Silent Storm[英](メディアクエスト)

 日本国内でも人気が高いカードストラテジー「イーサーロード」でお馴染みの,ロシアの開発元Nival Interactive。本日登場したデモ版は,同社が開発中の"一見コマンドスライク"だが,実はターンベースのストラテジー「Silent Strom」だ。
パッと見の印象は多くの軍事ストラテジーと変わり映えしないが,スキルツリーなどを盛り込んだRPG要素やミッション生成機能,さらには無駄とも思えるキャラ顔テクスチャ生成機能などを詰め込んだ意欲作となっているので,ストラテジーをひととおり遊んで食傷気味なプレイヤーに,ぜひ試してみてほしい一本だ。

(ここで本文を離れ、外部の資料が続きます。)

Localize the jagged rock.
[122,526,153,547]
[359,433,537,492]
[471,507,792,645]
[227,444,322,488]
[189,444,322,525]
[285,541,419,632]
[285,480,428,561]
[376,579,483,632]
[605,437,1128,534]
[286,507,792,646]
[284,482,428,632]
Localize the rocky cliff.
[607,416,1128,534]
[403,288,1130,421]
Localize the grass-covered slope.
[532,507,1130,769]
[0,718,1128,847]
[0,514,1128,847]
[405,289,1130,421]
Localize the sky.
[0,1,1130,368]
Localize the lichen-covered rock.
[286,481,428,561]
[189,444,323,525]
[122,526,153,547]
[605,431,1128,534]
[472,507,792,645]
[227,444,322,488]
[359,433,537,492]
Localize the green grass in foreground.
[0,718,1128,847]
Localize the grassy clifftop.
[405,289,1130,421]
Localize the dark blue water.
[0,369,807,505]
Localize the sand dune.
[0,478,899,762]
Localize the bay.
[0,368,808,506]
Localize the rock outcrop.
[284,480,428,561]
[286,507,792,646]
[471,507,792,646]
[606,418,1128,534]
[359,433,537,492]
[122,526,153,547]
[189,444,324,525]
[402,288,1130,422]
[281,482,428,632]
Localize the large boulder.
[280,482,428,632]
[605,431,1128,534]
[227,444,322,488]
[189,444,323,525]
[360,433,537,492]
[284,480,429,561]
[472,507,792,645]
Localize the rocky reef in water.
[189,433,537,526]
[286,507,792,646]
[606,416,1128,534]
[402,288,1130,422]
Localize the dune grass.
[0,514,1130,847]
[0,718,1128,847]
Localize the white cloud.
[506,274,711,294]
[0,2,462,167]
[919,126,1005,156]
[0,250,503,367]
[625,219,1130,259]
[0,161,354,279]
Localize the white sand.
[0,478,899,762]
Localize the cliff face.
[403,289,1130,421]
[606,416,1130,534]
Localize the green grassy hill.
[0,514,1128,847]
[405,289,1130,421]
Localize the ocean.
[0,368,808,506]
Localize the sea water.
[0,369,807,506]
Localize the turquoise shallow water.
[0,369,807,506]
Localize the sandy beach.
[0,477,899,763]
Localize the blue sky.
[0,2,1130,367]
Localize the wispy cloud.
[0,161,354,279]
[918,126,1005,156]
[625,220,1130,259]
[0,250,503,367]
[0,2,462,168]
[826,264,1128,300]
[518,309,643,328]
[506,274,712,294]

 物語の舞台は第二次世界大戦中のヨーロッパ。プレイヤーは連合各国から選りすぐられたエリート部隊を操作し,決して歴史の表舞台には出てこない隠密・破壊ミッションをこなすことになる。
 使用できるクラスはスカウト,アサルト,擲弾兵,スナイパー,メディック,エンジニアの6種類で,それぞれ独自のスキルツリーを持っており,戦闘経験を積むことでRPGのようにスキルを強化したり,新たなスキルを習得したりできる。

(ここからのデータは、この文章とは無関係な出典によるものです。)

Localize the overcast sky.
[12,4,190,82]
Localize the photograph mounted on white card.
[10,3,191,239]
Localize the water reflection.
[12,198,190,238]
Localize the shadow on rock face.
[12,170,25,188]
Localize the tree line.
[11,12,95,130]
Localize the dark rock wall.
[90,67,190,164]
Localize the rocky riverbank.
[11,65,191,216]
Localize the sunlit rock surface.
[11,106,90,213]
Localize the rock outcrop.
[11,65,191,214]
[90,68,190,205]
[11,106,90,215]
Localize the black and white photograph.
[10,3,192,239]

 「物陰に隠れてヒタヒタと移動し,敵がこちらに気付いたら戦闘へ」という流れはよくあるパターンだが,本作が面白いのは,すべての行動に"ポイント"が割り振られ,完全にターンベースで時間が経過するところだ。

 この仕組みを簡単に説明しよう。
 登場するキャラクターには,あらかじめ"AP"(アクションポイント?)なる数値が与えられており,移動・発砲・姿勢変更などをする度に数が減少,ポイントを使い切ったところで,敵(または味方キャラクター)のフェーズへ変わる。基本的にキャラクターの視界外の敵はプレイヤーにも見えず,大体の位置しかつかめない。相手もまったく同じ状況なので,お互いにポイント配分を考えつつ,敵が見える場所へ移動,そして銃撃というのが戦闘の流れとなる。
 このポイントシステムのため,「何歩か歩いて,伏せて射撃」「銃は撃てないけど,数歩移動できるから物陰に身を隠す」という,通常のターンべースストラテジーでいう"機動力管理"が必要になる。通常行軍では大局的な戦略を,敵との遭遇後は局地的な戦術を楽しめる作品なのだ。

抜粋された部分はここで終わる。